二、Driver和Executor資源調度
下面主要介紹一下Spark Executor分配策略:
我們僅看,當Application提交注冊到Master后,Master會返回RegisteredApplication,之后便會調用schedule()這個方法,來分配Driver的資源,和啟動Executor的資源。
schedule()方法是來調度當前可用資源的調度方法,它管理還在排隊等待的Apps資源的分配,這個方法是每次在集群資源發生變動的時候都會調用,根據當前集群最新的資源來進行Apps的資源分配。
Driver資源調度:
- // First schedule drivers, they take strict precedence over applications
- val shuffledWorkers = Random.shuffle(workers) // 把當前workers這個HashSet的順序隨機打亂
- for (worker <- shuffledWorkers if worker.state == WorkerState.ALIVE) { //遍歷活着的workers
- for (driver <- waitingDrivers) { //在等待隊列中的Driver們會進行資源分配
- if (worker.memoryFree >= driver.desc.mem && worker.coresFree >= driver.desc.cores) { //當前的worker內存和cpu均大於當前driver請求的mem和cpu,則啟動
- launchDriver(worker, driver) //啟動Driver 內部實現是發送啟動Driver命令給指定Worker,Worker來啟動Driver。
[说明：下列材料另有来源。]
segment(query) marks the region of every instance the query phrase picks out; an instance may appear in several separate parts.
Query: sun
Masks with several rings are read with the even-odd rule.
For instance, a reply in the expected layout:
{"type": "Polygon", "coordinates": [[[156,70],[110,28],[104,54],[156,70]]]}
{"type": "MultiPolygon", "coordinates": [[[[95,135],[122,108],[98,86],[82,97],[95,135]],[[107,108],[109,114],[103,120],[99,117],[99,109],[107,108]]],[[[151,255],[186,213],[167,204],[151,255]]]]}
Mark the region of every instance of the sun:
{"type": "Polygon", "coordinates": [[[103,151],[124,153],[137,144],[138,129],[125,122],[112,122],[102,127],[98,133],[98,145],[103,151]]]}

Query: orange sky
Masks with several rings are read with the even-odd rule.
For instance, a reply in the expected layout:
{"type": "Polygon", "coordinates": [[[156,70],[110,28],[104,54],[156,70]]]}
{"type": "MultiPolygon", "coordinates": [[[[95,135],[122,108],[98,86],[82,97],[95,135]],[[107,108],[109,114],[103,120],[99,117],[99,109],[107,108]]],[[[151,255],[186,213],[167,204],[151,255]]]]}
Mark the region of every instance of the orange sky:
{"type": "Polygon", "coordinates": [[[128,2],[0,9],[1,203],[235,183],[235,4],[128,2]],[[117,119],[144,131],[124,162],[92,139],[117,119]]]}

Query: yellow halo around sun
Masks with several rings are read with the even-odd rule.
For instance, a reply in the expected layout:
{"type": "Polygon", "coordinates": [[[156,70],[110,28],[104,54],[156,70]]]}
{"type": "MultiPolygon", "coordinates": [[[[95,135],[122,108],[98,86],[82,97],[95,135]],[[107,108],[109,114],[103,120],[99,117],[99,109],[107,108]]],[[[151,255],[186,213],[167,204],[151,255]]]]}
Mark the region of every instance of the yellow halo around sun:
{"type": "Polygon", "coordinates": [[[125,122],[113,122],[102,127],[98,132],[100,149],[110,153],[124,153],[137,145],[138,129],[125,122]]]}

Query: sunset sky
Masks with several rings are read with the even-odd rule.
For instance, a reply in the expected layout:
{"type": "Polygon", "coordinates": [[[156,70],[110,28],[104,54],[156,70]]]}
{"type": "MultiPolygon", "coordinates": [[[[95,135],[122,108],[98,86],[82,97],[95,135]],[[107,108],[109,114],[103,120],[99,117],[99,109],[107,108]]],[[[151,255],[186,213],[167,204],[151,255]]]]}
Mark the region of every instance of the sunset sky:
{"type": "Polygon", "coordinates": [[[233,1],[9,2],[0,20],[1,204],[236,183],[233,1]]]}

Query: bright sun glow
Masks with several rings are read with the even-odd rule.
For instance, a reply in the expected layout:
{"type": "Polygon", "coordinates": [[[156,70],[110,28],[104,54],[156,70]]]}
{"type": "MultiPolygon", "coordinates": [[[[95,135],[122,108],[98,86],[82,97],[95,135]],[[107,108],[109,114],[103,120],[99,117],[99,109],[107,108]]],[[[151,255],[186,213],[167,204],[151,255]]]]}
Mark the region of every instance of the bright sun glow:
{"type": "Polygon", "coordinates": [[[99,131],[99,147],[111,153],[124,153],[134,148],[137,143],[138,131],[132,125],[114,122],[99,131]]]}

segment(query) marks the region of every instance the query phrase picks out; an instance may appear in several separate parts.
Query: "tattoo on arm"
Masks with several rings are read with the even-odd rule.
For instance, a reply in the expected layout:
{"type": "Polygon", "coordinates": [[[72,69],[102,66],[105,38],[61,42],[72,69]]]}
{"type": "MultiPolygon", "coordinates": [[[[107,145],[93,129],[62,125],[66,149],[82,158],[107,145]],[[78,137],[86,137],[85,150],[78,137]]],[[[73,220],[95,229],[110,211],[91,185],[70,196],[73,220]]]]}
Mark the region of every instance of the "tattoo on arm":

- waitingDrivers -= driver //把啟動過的Driver從隊列移除
- }
- }
- }
Executor資源調度:
- val spreadOutApps = conf.getBoolean("spark.deploy.spreadOut", true)
在介紹之前我們先介紹一個概念,
- /**
- * Can an app use the given worker? True if the worker has enough memory and we haven't already
- * launched an executor for the app on it (right now the standalone backend doesn't like having
- * two executors on the same worker).
- */
- def canUse(app: ApplicationInfo, worker: WorkerInfo): Boolean = {
- worker.memoryFree >= app.desc.memoryPerSlave && !worker.hasExecutor(app)
- }
SpreadOut分配策略:
- // Right now this is a very simple FIFO scheduler. We keep trying to fit in the first app
- // in the queue, then the second app, etc.
- if (spreadOutApps) {
- // Try to spread out each app among all the nodes, until it has all its cores
- for (app <- waitingApps if app.coresLeft > 0) { //對還未被完全分配資源的apps處理
- val usableWorkers = workers.toArray.filter(_.state == WorkerState.ALIVE)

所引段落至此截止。